They said it couldn’t be done and, in the end, they were right. Texas had been a one-party state for years. It’s true that the state’s motley, virtually nonexistent opposition party, hardly worthy of the same name as its national counterpart, had put up strong showings in the state in the last few presidential elections, and that the incumbent was a highly polarizing figure whose naked ambition and peculiar personal style caused many in his own party to disparage him behind closed doors, but none of that was enough. That November, Republican John Tower lost to sitting Senator Lyndon Baines Johnson 41 to 58 percent.
But that performance, which looked pathetic to outsiders, looked like an opportunity to the Republican Party of Texas, because things work differently under one-party rule. In the special election next year to fill LBJ’s seat after his elevation to the vice presidency, Tower ran again, caught his opponent flat-footed, and narrowly beat him. Over the years, the state changed, and so did the nation. Republicans started running, and then winning. And here we are.

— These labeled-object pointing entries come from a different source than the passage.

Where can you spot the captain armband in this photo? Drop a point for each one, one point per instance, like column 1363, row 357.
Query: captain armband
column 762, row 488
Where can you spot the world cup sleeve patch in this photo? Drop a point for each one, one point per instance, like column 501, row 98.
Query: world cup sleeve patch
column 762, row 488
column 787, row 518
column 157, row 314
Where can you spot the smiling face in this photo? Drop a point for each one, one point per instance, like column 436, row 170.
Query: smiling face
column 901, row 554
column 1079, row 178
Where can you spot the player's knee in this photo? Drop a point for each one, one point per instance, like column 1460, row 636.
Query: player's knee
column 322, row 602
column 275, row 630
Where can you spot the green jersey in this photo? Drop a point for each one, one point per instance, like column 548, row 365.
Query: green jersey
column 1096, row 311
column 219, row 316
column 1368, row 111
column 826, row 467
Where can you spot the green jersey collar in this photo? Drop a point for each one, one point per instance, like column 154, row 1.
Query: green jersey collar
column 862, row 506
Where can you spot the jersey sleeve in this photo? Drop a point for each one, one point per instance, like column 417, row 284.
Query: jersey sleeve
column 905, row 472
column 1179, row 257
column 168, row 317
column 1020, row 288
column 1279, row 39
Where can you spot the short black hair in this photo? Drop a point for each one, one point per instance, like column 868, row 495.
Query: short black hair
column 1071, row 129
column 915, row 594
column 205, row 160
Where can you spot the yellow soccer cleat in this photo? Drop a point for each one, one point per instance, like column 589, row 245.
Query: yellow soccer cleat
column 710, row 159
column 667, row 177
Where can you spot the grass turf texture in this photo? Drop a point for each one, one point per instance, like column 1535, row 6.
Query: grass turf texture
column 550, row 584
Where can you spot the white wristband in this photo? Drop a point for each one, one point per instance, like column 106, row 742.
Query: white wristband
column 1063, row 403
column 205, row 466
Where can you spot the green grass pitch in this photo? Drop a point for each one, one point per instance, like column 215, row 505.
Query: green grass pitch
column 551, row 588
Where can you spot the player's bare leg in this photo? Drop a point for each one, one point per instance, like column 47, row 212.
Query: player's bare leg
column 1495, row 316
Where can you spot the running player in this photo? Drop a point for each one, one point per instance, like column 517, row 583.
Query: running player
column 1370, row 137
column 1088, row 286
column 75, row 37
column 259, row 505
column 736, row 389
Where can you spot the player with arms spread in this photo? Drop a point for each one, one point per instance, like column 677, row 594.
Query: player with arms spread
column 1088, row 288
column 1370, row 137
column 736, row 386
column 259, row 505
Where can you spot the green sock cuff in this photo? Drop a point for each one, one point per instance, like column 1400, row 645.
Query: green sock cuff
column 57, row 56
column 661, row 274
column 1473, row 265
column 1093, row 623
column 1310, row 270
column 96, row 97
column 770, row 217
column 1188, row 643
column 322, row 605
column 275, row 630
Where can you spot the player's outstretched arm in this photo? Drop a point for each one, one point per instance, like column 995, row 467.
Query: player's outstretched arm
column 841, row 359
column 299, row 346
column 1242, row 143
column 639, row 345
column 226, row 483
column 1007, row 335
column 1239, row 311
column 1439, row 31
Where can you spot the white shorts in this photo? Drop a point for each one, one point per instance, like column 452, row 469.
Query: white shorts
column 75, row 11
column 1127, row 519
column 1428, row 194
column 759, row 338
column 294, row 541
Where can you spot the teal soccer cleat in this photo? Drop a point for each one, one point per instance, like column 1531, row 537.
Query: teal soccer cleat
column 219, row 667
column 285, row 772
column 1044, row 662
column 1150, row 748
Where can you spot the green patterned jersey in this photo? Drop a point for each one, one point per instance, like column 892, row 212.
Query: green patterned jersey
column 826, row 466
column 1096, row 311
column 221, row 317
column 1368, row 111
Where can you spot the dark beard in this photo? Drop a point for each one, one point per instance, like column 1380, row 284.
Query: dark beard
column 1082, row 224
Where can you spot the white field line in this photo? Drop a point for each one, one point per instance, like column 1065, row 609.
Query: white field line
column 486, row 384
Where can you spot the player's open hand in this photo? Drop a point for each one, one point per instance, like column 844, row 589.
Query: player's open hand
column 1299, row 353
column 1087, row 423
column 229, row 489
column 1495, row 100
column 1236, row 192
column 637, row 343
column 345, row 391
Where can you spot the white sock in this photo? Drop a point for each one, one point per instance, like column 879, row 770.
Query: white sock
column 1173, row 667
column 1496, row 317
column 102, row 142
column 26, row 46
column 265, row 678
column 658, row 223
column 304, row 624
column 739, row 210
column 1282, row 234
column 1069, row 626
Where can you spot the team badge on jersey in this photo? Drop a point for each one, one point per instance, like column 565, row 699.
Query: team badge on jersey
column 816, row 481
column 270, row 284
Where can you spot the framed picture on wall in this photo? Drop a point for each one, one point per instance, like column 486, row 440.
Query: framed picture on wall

You could fill a book with the differences between the Texas Democratic Party in 2018 and the state GOP in 1960, just as you could fill a book with the caveats necessary to write any article that suggests there’s anything at all of interest to national observers about Texas Democrats. Many of those caveats have real weight, and I don’t think I’d put any meaningful amount of money on the proposition that the Texas Democratic Party is going to start seizing the levers of power anytime soon.